Turns out getting second degree burns because of a little fireball you made and going to the ER and getting morphine is good for your gratitude. Boy did I love my husband that day. I loved him especially when we were at the ER and I hadn’t gotten the morphine yet and the nurses were chatting pretty casually about their respective times working for the fire department and he spoke up and asked when I was getting that morphine the doctor mentioned again? I wish I could keep that level of love and gratitude for him every day. I guess we just need to find the equivalent of procuring me morphine every day.

The baby is gearing up to roll. He can get from his back to his side. This is going to impact my getting to the bathroom strategy, because right now I can leave him on the bed, where we are often administering bottles while watching youtube, and once he rolls he’s going to have to be put in the crib every time. Doesn’t sound like a huge deal but I’ll probably pee my pants a couple of times. Really nuts how much I’ve peed my pants in 2021.

We’re going to put the Christmas tree up today, after turkey. I’m in need of Christmas decorations. I’m especially in need of colored lights and tinsel and garlands. I’m in need of going full pinterest mom for the next month.

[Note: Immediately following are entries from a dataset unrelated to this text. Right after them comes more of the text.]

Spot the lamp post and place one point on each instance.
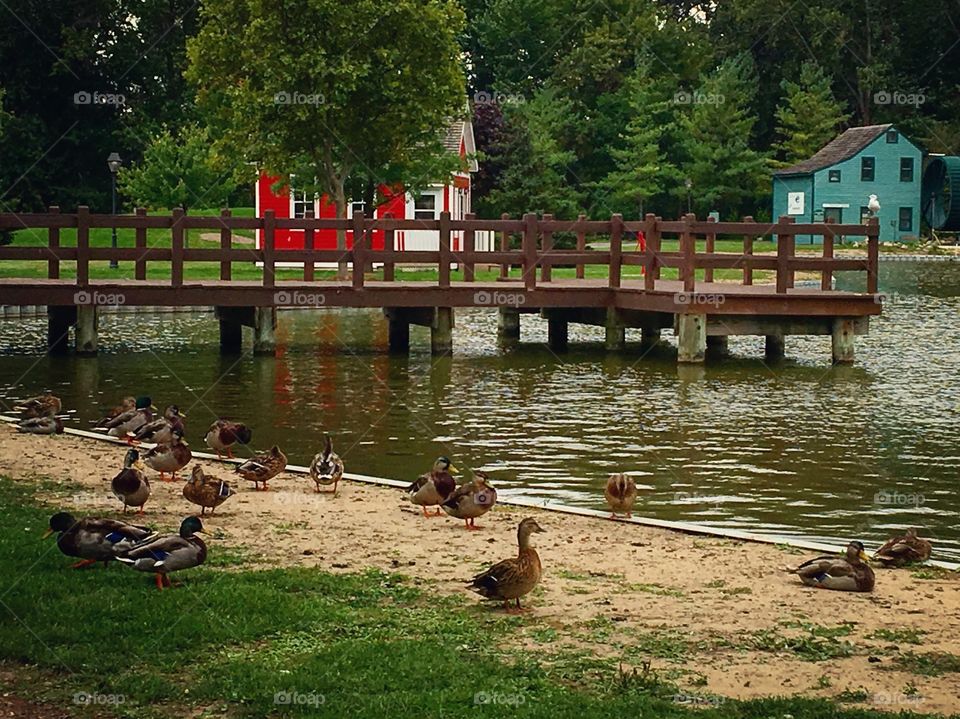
(113, 163)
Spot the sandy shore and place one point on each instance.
(718, 616)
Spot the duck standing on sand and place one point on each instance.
(471, 500)
(516, 577)
(435, 487)
(94, 540)
(845, 574)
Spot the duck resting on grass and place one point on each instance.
(94, 540)
(169, 553)
(326, 467)
(471, 500)
(846, 574)
(435, 487)
(512, 578)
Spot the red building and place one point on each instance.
(452, 195)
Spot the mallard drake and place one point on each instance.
(471, 500)
(326, 467)
(621, 493)
(44, 405)
(435, 487)
(94, 540)
(223, 434)
(512, 578)
(131, 420)
(846, 574)
(41, 425)
(169, 458)
(904, 550)
(169, 553)
(208, 492)
(263, 467)
(160, 430)
(131, 485)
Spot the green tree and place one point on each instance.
(808, 117)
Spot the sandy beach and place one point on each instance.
(718, 616)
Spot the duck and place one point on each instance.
(435, 487)
(160, 430)
(169, 458)
(223, 434)
(621, 493)
(327, 467)
(41, 425)
(92, 539)
(44, 405)
(515, 577)
(168, 553)
(471, 500)
(904, 550)
(263, 467)
(206, 491)
(846, 574)
(131, 485)
(131, 420)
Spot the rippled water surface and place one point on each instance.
(798, 449)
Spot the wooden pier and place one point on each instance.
(698, 308)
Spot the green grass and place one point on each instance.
(229, 642)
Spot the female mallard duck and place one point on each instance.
(326, 467)
(223, 434)
(44, 405)
(263, 467)
(904, 550)
(131, 486)
(160, 430)
(94, 540)
(621, 493)
(169, 458)
(41, 425)
(208, 492)
(170, 553)
(131, 420)
(845, 574)
(435, 487)
(471, 500)
(512, 578)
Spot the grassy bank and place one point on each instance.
(295, 642)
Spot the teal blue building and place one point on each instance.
(838, 180)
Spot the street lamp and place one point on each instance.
(113, 163)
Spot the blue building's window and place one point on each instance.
(906, 169)
(906, 219)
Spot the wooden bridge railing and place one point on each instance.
(537, 248)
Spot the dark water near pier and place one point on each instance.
(799, 449)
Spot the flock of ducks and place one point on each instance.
(94, 540)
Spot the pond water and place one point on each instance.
(800, 449)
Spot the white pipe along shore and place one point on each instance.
(686, 527)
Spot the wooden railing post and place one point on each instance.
(226, 234)
(785, 254)
(530, 228)
(83, 246)
(546, 245)
(616, 249)
(269, 248)
(53, 242)
(445, 254)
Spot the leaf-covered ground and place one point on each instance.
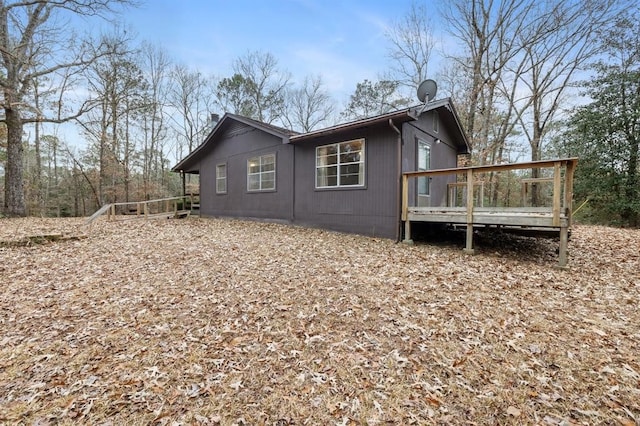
(228, 322)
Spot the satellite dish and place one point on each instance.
(427, 90)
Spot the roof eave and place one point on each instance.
(377, 120)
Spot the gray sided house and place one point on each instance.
(345, 178)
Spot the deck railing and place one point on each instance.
(469, 208)
(161, 207)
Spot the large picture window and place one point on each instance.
(221, 179)
(261, 173)
(340, 164)
(424, 163)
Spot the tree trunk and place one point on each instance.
(14, 203)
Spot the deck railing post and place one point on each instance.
(405, 196)
(405, 209)
(568, 190)
(469, 243)
(556, 194)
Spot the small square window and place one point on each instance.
(340, 164)
(261, 173)
(221, 179)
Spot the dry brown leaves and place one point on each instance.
(228, 322)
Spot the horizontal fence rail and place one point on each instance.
(160, 207)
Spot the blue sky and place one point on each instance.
(344, 41)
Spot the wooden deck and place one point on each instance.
(473, 213)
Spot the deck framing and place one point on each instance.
(556, 218)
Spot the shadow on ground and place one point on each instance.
(490, 241)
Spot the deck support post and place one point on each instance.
(407, 232)
(469, 244)
(564, 243)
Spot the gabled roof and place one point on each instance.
(188, 163)
(446, 113)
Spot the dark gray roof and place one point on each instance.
(445, 108)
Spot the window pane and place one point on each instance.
(327, 176)
(350, 174)
(340, 164)
(424, 156)
(327, 160)
(350, 157)
(268, 162)
(423, 186)
(253, 183)
(253, 165)
(327, 150)
(350, 151)
(221, 185)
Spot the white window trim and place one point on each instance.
(427, 179)
(362, 162)
(261, 172)
(219, 178)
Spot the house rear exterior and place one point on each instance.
(345, 178)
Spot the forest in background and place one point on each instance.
(515, 80)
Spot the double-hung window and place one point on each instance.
(221, 179)
(261, 173)
(424, 163)
(340, 164)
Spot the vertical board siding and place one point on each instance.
(443, 155)
(371, 210)
(235, 147)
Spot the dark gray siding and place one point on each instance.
(443, 155)
(372, 210)
(234, 148)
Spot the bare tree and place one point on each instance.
(489, 32)
(412, 43)
(156, 67)
(118, 86)
(265, 84)
(559, 42)
(309, 105)
(371, 99)
(31, 39)
(190, 95)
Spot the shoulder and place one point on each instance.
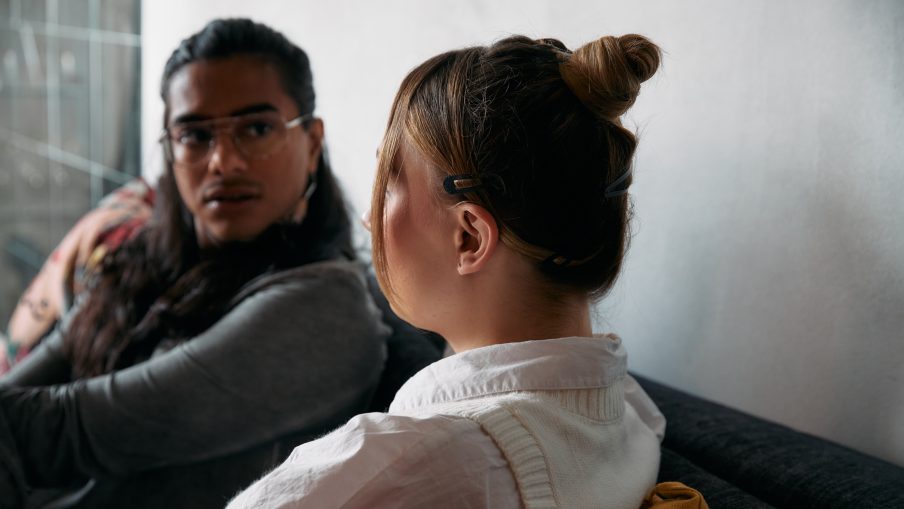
(339, 275)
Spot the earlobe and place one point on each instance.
(476, 237)
(315, 135)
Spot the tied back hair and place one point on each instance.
(542, 121)
(157, 286)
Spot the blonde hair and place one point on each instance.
(543, 124)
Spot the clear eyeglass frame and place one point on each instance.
(182, 146)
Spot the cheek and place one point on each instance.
(188, 186)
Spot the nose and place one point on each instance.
(365, 219)
(225, 156)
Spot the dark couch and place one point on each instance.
(739, 461)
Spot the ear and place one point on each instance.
(314, 131)
(476, 237)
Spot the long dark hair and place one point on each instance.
(539, 127)
(156, 286)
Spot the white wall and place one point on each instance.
(767, 271)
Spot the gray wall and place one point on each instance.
(767, 270)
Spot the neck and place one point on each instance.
(515, 307)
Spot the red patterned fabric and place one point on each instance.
(70, 267)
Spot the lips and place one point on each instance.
(222, 194)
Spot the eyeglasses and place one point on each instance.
(255, 136)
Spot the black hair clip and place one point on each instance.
(555, 262)
(460, 184)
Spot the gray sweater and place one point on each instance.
(298, 355)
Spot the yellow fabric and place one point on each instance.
(63, 273)
(674, 495)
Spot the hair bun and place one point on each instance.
(606, 74)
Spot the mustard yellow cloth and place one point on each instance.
(674, 495)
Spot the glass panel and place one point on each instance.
(69, 108)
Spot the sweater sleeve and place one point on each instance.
(295, 357)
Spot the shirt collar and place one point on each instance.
(547, 364)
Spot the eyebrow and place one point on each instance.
(247, 110)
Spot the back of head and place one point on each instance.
(538, 129)
(326, 229)
(157, 285)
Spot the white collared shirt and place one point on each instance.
(547, 423)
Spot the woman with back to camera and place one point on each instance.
(500, 213)
(233, 326)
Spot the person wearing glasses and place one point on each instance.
(232, 326)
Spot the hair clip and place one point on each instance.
(611, 191)
(460, 184)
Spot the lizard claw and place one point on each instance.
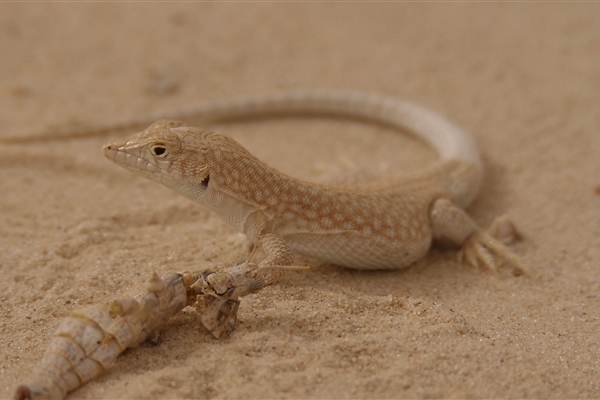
(481, 248)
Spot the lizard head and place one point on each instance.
(168, 152)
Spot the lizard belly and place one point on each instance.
(360, 251)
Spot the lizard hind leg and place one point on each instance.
(478, 248)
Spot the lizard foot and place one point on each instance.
(481, 248)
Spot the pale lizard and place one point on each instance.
(385, 224)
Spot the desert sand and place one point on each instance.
(522, 78)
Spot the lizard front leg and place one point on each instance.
(278, 254)
(451, 224)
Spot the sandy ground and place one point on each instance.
(74, 229)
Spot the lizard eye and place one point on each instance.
(159, 150)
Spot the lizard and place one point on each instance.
(386, 224)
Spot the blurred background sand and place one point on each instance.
(75, 229)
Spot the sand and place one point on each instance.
(522, 78)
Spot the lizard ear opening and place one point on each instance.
(159, 150)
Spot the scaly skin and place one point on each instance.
(383, 225)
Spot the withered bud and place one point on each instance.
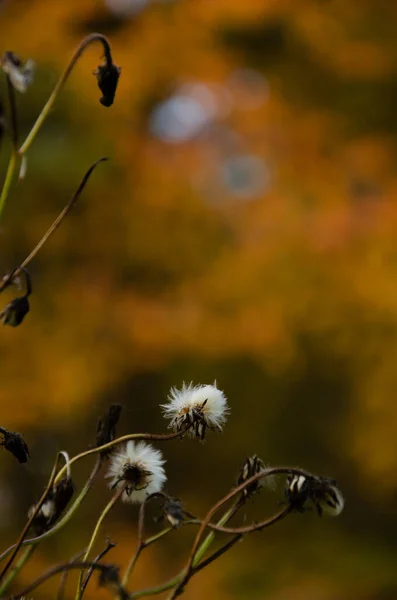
(173, 512)
(14, 313)
(323, 493)
(14, 443)
(21, 76)
(107, 78)
(106, 429)
(109, 578)
(251, 467)
(2, 122)
(55, 503)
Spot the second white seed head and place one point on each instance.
(195, 408)
(139, 467)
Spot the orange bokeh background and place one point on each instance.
(244, 230)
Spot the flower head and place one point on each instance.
(14, 313)
(322, 492)
(21, 76)
(140, 467)
(107, 78)
(196, 408)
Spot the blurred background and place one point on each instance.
(244, 230)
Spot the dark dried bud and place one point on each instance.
(107, 77)
(106, 429)
(62, 496)
(251, 467)
(301, 491)
(53, 506)
(173, 511)
(109, 577)
(14, 443)
(2, 122)
(14, 313)
(21, 76)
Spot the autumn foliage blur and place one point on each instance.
(245, 230)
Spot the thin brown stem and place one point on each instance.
(64, 519)
(108, 547)
(188, 570)
(87, 41)
(13, 115)
(16, 272)
(55, 571)
(31, 518)
(141, 544)
(204, 563)
(62, 585)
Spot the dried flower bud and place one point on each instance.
(251, 467)
(106, 429)
(55, 503)
(14, 443)
(14, 313)
(21, 76)
(173, 511)
(322, 492)
(107, 78)
(2, 122)
(109, 578)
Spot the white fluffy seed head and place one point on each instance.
(196, 407)
(140, 466)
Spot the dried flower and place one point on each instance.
(2, 122)
(106, 429)
(14, 443)
(109, 578)
(140, 467)
(196, 408)
(173, 512)
(14, 313)
(107, 78)
(251, 467)
(21, 76)
(53, 506)
(322, 492)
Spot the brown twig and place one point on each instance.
(31, 518)
(48, 533)
(204, 563)
(108, 547)
(189, 569)
(62, 585)
(17, 271)
(13, 114)
(55, 571)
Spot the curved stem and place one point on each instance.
(12, 574)
(32, 517)
(62, 522)
(158, 437)
(98, 525)
(8, 181)
(55, 571)
(65, 211)
(90, 39)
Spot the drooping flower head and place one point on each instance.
(322, 492)
(140, 467)
(196, 408)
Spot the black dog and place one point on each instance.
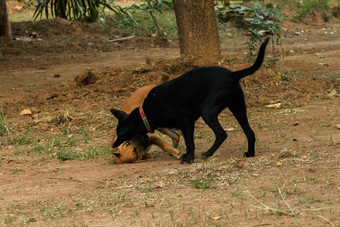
(202, 92)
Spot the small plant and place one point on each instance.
(81, 10)
(257, 22)
(312, 7)
(152, 6)
(4, 126)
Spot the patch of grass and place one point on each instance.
(4, 126)
(144, 25)
(203, 183)
(53, 210)
(83, 154)
(308, 200)
(20, 140)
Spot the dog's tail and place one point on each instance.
(259, 60)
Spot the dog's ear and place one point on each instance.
(120, 115)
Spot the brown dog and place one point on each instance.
(135, 150)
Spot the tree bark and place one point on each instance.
(197, 29)
(5, 26)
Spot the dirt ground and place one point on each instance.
(55, 164)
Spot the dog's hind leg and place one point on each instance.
(154, 139)
(188, 127)
(220, 134)
(238, 108)
(173, 134)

When I was younger I didn’t get how often aging feels like unraveling. It seemed like as people grew up they got more defined- more things belonged to them, they had more titles, they had more roles. But it really is a “this is not my beautiful house, this is not my beautiful wife” vibe. Aging feels like getting blown around and as soon as you get used to the scenery the winds pick up and you’re blown somewhere new. People only appear more anchored as they age.

Well, the baby, the husband, and the dog are all sleeping. I’ll probably wander around picking things up and moving them to the places I prefer them. And then the coffee will really wear off and they’ll all be up. What a strange place to be.